There are athletes who define a sport. And then there are athletes who, when they stop competing, you wonder what possible role they could ever fill that would match what they did on the start line.
Marit Bjørgen is one of those athletes. Fifteen Olympic medals. Eighteen World Championship golds. Numbers that don’t quite make sense when you try to hold them in your head. She retired from competition in 2018, and for a while the question hung in the air: what does someone like that do next?
As of this week, we have a clearer answer. Bjørgen has expanded her agreement with the Norwegian Ski Federation, going from a 50 per cent commitment to a full-time role on the women’s national team. The most decorated Winter Olympian in history is now all-in as a coach — and with the World Championships in Falun less than a year away, the timing matters.
From 50% to All-In
She joined the coaching setup in spring 2024, initially in a part-time capacity alongside head coach Sjur Ole Svarstad and Pål Gunnar Mikkelsplass. That arrangement worked well enough through an Olympic season, but something had to give as the squad builds toward Falun 2027.

Mikkelsplass confirmed earlier this week that he won’t be continuing. Svarstad stays. And Bjørgen, apparently, decided she wanted more — not less.
“I feel very motivated and I feel impatient to get started,” she told VG.
That quote is worth sitting with for a second. Impatient. From an athlete who has spent her career under the most intense pressure a Norwegian skier can face, who knows exactly what it means to stand at a start line in January when a nation expects you to win — and she’s impatient. She wants to be in it.
The World Championships Are Coming
The 2026/2027 season is not an ordinary year. The FIS World Championships in Falun, Sweden, are the centrepiece — a venue with deep Nordic history, and a race that matters enormously to anyone who grew up watching Scandinavian cross-country.
Let’s be real: Norwegian cross-country is not a programme that does things in half-measures. Every year is important. Every World Cup race gets scrutinised. But a World Championship year, in Falun specifically, carries extra weight. The atmosphere there is different. The crowds are enormous. The history is palpable in a way that even other marquee venues don’t quite replicate.
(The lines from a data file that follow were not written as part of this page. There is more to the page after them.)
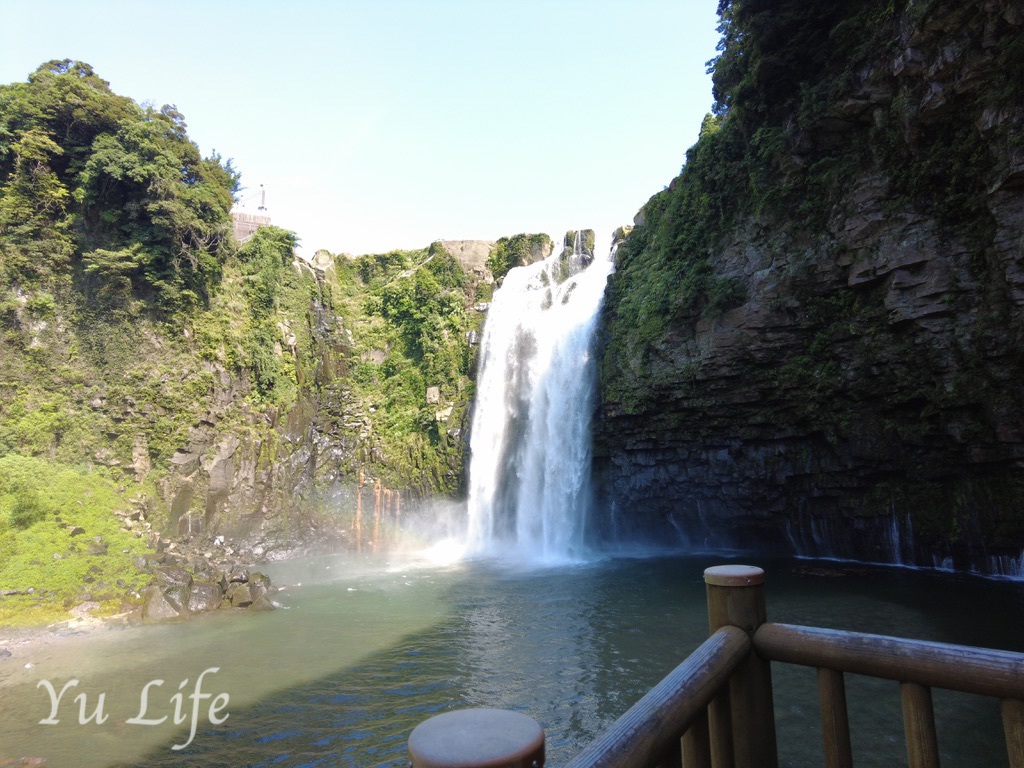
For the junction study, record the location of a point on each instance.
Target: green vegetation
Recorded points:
(134, 330)
(829, 118)
(116, 192)
(516, 251)
(60, 542)
(410, 315)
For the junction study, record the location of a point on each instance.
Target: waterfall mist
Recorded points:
(530, 441)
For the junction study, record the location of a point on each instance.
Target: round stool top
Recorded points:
(734, 576)
(477, 738)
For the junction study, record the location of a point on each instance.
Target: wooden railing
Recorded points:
(715, 710)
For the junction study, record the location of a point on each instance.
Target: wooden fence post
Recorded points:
(736, 597)
(477, 738)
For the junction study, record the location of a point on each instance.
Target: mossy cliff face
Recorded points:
(814, 335)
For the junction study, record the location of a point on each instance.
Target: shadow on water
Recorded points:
(576, 646)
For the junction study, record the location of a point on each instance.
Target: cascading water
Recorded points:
(530, 441)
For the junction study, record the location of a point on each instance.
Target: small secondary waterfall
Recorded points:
(530, 441)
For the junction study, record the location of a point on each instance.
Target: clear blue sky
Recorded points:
(380, 124)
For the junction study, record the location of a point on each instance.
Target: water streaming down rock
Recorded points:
(530, 442)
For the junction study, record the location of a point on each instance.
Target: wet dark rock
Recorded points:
(156, 606)
(205, 596)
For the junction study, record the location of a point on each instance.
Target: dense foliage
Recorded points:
(516, 251)
(97, 188)
(410, 315)
(778, 151)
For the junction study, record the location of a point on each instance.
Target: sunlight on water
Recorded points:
(369, 647)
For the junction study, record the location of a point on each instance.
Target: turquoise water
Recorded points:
(364, 650)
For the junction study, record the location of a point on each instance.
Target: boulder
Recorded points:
(205, 596)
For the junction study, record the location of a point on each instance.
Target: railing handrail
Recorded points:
(652, 726)
(716, 708)
(961, 668)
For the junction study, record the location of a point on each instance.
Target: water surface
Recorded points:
(363, 651)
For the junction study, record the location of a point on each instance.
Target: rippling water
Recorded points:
(364, 651)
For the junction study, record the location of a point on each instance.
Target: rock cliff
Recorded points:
(834, 364)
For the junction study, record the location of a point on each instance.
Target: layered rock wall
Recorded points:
(863, 398)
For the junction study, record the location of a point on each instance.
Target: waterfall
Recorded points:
(530, 442)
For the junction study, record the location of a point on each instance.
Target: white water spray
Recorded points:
(530, 441)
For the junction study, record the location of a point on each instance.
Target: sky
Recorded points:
(375, 125)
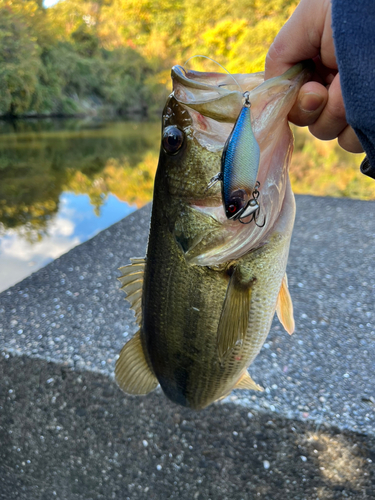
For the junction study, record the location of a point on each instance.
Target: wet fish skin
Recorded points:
(201, 325)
Building a coaching team around that goal makes sense. Having Bjørgen — who has won in Falun before, who knows what it takes to stand on that podium — running with a full-time commitment rather than a part-time one makes even more sense.
The Team Selection Drama
It hasn’t all been straightforward. VG reported this week that three women athletes have declined places on the national team — a situation that’s generated some noise in Norwegian ski circles. Bjørgen was careful in her response, noting that the landslagsavtale (national team agreement) is a matter for team leadership rather than the coaching staff directly.
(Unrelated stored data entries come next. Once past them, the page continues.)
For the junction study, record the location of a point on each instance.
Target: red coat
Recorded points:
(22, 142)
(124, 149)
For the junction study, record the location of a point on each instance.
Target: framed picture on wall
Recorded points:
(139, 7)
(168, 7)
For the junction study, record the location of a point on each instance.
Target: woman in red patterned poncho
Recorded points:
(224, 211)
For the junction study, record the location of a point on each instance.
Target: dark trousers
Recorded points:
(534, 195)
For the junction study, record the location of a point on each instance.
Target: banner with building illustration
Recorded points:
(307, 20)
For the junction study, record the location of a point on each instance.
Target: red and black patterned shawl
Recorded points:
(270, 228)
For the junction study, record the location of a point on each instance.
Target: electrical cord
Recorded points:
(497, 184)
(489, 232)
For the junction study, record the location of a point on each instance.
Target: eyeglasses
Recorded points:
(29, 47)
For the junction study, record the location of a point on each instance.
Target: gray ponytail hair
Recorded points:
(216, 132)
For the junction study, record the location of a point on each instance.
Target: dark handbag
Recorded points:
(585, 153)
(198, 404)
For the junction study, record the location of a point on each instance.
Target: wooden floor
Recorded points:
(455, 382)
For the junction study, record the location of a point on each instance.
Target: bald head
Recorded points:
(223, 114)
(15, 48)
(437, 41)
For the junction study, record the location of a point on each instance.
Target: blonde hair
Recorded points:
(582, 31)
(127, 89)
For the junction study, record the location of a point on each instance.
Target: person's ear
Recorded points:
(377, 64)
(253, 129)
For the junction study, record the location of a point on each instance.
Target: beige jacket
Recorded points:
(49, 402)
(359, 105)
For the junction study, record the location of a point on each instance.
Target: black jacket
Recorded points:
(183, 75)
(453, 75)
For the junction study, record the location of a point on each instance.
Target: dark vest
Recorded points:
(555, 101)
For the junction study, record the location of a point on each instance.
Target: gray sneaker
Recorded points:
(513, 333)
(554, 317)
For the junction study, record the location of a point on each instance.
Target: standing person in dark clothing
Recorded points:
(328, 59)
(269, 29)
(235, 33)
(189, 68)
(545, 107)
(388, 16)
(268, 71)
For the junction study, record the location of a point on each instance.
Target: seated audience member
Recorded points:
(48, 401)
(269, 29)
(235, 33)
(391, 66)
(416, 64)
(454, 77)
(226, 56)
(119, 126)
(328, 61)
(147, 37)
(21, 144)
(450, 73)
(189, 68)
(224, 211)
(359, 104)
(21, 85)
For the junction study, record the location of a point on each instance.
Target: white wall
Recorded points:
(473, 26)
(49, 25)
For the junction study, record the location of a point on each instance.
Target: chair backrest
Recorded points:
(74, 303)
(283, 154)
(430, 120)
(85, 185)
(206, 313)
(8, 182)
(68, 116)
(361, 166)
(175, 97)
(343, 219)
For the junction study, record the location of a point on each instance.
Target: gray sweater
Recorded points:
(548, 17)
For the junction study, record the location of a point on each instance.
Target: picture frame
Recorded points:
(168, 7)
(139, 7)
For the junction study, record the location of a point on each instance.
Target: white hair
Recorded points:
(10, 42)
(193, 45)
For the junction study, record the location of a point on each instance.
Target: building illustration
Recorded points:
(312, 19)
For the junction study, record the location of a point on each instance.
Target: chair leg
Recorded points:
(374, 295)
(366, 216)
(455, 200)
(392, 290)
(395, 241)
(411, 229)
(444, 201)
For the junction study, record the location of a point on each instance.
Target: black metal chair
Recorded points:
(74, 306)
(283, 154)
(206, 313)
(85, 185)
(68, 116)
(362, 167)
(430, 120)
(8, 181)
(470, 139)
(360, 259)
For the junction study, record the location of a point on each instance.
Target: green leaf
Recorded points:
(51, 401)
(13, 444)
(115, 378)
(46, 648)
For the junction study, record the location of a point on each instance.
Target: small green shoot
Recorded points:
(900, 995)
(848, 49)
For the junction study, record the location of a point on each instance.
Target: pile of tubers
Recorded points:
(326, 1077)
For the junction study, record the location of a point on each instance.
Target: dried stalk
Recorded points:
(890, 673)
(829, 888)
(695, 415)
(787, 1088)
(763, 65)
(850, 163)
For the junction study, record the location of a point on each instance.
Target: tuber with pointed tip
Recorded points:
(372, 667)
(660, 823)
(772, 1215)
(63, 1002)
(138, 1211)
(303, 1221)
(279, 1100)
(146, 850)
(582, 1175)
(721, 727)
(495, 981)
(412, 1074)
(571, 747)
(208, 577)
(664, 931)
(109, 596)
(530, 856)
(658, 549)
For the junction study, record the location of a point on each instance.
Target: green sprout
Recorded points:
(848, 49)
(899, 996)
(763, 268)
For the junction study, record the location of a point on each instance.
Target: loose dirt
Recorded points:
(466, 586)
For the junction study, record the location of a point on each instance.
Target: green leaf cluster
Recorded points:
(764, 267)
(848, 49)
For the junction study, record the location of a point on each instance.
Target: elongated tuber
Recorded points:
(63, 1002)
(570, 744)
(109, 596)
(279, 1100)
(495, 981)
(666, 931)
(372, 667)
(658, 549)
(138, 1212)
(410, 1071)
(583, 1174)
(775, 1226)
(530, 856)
But she did say this: “If we can gather the best together, we develop together. We have girls with different qualities and strengths and I think we can lift each other as a team.”
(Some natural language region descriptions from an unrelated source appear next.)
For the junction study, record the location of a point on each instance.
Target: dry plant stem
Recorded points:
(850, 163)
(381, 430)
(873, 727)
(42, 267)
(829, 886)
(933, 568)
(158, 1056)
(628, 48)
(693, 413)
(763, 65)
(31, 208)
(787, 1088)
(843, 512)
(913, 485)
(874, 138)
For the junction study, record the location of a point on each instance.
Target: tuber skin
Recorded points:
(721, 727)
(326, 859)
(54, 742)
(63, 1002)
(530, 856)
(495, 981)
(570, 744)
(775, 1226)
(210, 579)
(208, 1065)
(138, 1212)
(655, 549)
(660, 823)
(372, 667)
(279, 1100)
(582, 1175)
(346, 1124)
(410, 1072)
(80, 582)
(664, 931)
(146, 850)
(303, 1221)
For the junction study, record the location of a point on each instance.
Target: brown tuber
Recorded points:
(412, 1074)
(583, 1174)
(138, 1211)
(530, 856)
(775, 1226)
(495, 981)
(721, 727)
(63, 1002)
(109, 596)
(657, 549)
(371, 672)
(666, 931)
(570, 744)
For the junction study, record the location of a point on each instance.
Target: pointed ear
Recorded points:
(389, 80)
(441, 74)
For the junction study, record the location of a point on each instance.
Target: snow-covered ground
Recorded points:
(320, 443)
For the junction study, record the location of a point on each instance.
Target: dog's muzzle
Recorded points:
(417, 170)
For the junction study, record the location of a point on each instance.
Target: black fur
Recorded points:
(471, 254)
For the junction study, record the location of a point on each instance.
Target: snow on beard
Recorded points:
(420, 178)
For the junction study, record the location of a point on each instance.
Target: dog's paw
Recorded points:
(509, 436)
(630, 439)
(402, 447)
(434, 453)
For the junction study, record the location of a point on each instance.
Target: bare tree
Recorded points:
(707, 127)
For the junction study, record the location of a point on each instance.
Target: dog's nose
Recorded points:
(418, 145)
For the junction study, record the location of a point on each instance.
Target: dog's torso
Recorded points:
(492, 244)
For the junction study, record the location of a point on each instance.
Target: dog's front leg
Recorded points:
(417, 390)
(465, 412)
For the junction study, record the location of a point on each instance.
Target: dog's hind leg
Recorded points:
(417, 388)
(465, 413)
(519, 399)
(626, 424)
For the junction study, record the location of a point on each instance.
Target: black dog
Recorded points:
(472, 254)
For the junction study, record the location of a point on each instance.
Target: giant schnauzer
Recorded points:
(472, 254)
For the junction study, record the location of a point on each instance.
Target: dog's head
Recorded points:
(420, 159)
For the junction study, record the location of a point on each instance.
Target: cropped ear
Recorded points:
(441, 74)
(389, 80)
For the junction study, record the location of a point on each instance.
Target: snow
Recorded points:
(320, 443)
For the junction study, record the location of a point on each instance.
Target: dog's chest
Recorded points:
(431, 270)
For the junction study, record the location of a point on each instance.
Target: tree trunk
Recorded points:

That’s a coach’s answer. Not defensive, not dismissive — just a clear statement of what she believes good team environments produce. The irony is not lost: Bjørgen spent twenty years being the best, in a programme where being the best was the standard. She knows, perhaps better than anyone, what it feels like to be part of something that demands everything from you. And she believes it’s worth it.
What This Means for Norwegian Women’s Cross-Country
Norwegian women’s cross-country has had a complicated few years. The generation after Bjørgen and Marit Weng and Therese Johaug has taken time to find its shape. Talent is there — Astrid Øyre Slind, Kristine Stavås Skistad on the sprint side, younger names developing. But the kind of dominant team depth that made Norway untouchable for a decade is still being rebuilt.
Bjørgen’s presence isn’t magic. It doesn’t automatically solve anything. But there’s something to be said for having someone who has been there — who has won in exactly the races that will matter next winter — standing in the wax cabin, on the sideline, in the debrief room. Athletes learn from what they see as much as what they’re told. And what Bjørgen has done is not something that can be described or diagrammed. It has to be felt.
Svarstad put it well: “She is an important resource for me and the athletes, and that she is joining fully into an exciting World Championship season is good news.”
An understatement, perhaps. But that’s often how the best Norwegian coaches talk.
A Long Off-Season Just Got More Interesting
The skis are put away now. The season is over. For most of us, it’s time to switch to hiking boots and wait for October to come around again.
But this summer, there’s a coaching setup in Norwegian cross-country worth paying attention to. A new landslagssjef in Per Elias Kalfoss, confirmed through the 2030 Olympics. A head coach in Svarstad who has navigated some genuinely turbulent waters. And now Bjørgen, full-time, building something.
Falun in 2027 is a long way off. But it’s also closer than it looks.